Plaintiff James LaCourte is suing NCO for allegedly employing a “factory approach” to debt-collection litigation whereby it pressures attorneys at co-defendant Forster & Garbus LLP and other firms into filing large numbers of lawsuits against consumer debtors based on scant and unverified information regarding their finances.
LaCourte said that he was contacted with letters and phone calls and later sued in New York state court over a $4,128 American Express debt that NCO later admitted had already been settled. U.S. District Judge Jed Rakoff determined that LaCourte had “amply” alleged that Forster & Garbus filed a lawsuit against him without conducting a reasonable inquiry into his debt, a violation of the New York Judiciary Law.
“According to the complaint, after LaCourte settled and paid off his debt, received further collection notices, and disputed them, Forster & Garbus nevertheless filed the New York action without reviewing the back-up documents or otherwise verifying with American Express that the debt was in fact valid and unpaid,” the judge said.
The allegations “are more than sufficient” to raise a reasonable inference that Forster & Garbus knowingly failed to conduct a reasonable inquiry before certifying to the New York court that the lawsuit was not groundless, Judge Rakoff said.
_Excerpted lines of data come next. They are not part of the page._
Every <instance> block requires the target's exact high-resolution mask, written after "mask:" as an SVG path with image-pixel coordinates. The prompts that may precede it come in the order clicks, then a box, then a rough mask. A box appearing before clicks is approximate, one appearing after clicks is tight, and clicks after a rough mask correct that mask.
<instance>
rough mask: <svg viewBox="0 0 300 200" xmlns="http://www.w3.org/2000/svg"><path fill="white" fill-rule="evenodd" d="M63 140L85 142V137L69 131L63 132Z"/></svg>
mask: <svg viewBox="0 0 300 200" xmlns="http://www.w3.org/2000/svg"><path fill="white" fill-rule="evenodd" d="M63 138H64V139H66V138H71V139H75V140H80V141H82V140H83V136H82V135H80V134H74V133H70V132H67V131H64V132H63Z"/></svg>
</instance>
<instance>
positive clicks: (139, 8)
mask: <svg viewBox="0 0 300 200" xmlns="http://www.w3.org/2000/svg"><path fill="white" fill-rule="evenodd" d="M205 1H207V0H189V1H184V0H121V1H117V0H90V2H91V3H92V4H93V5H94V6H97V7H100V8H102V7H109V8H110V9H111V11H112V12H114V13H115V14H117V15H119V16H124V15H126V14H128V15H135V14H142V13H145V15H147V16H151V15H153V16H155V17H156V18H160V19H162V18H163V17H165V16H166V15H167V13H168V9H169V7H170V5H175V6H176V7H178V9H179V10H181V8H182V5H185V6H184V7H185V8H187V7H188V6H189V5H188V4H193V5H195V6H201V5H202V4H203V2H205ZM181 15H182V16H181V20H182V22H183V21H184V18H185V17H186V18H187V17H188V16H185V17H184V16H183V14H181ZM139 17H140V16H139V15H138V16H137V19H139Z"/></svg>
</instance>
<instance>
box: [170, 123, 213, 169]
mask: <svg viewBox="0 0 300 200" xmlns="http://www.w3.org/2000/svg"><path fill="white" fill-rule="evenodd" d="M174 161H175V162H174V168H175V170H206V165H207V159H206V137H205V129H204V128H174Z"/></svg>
LaCourte mounted his complaint in December, arguing that NCO regulates a nationwide network of attorneys — named in the suit as John Doe defendants — who are under contract to collect consumer debts. According to his complaint, the attorneys are prohibited from communicating directly with creditors despite the creditors’ status as the nominal plaintiff when a debt collection suit is ultimately filed.
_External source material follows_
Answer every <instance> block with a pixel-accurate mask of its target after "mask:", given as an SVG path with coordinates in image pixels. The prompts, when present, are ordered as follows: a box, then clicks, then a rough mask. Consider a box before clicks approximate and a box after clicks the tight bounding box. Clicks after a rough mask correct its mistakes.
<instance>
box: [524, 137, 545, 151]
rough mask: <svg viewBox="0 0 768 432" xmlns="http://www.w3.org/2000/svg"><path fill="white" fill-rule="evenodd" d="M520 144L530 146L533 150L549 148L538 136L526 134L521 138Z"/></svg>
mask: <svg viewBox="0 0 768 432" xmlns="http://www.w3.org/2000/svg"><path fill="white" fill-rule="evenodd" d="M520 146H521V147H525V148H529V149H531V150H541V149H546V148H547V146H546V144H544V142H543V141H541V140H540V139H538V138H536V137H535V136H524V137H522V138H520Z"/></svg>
NCO also blocks its contract attorneys from requesting documents backing up the alleged debts they are charged with collecting, according to the complaint, and ties their compensation to the number of debts that are quickly reduced to court-ordered judgments, resulting in frivolous lawsuits that bully consumers into paying down debts that were either inflated, nonexistent or had already been paid off.
The case is LaCourte v. JPMorgan Chase & Co. et al, case number 1:12-cv-09453 in the U.S. District Court for the Southern District of New York.